1
Я встретила Габриеля и Пятницу в один и тот же день и, по странному совпадению, потеряла их тоже одновременно; может быть, поэтому в моей памяти они нераздельны. Они вошли в мою жизнь, требуя внимания и опеки, и неудивительно, что я к ним привязалась. До того момента я заботилась только о себе, и мне было приятно сознавать, что кто-то другой нуждается в моей заботе. Никогда раньше у меня не было ни возлюбленного, ни собаки, и я всем сердцем приветствовала их появление.

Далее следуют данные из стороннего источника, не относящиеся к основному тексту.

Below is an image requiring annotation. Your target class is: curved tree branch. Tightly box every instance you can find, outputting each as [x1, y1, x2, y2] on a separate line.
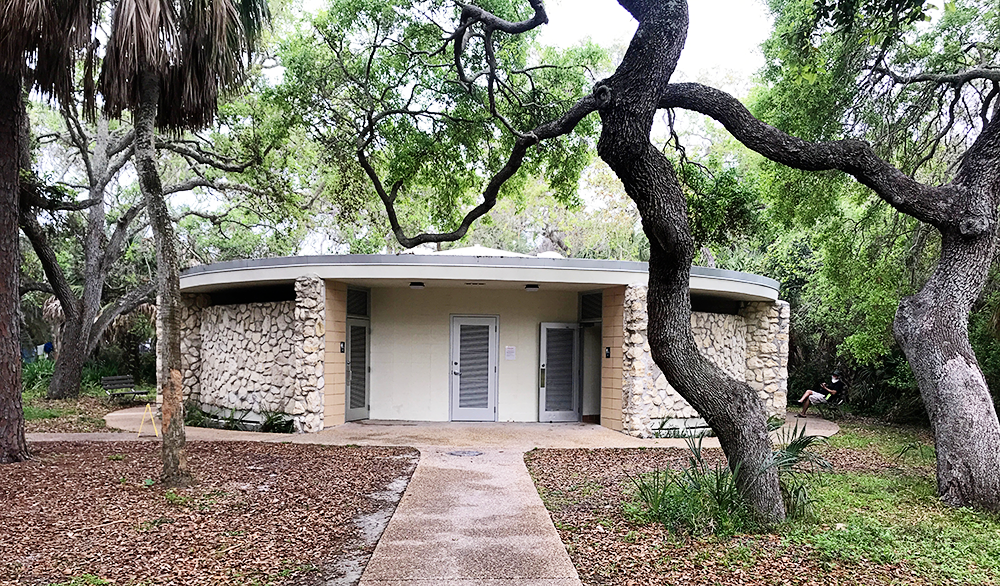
[357, 92, 597, 248]
[874, 67, 1000, 85]
[659, 83, 979, 237]
[87, 281, 156, 356]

Тот день я помню во всех подробностях. Стояла весна, свежий ветерок гулял по равнине. После завтрака я отправилась кататься верхом и, как всегда, отъехав от Глен-Хауса, испытала чувство освобождения. Чувство это было неизменным спутником моих прогулок с тех пор, как я вернулась домой из пансиона в Дижоне; вероятно, оно было мне знакомо и в детстве, а теперь просто обострилось.
Мой дом был мрачен и уныл, да и могло ли быть иначе, если в нем царили воспоминания о давно умершем человеке? В первые же дни после приезда я твердо решила, что никогда не буду жить прошлым. Что бы со мной ни случилось, – я не стану оглядываться. Так, еще совсем юной – мне в ту пору исполнилось девятнадцать лет – я усвоила очень важное правило: надо жить настоящим, не озираясь назад и не забегая вперед.
Только теперь я понимаю, что была легкой добычей для поджидавшей меня судьбы.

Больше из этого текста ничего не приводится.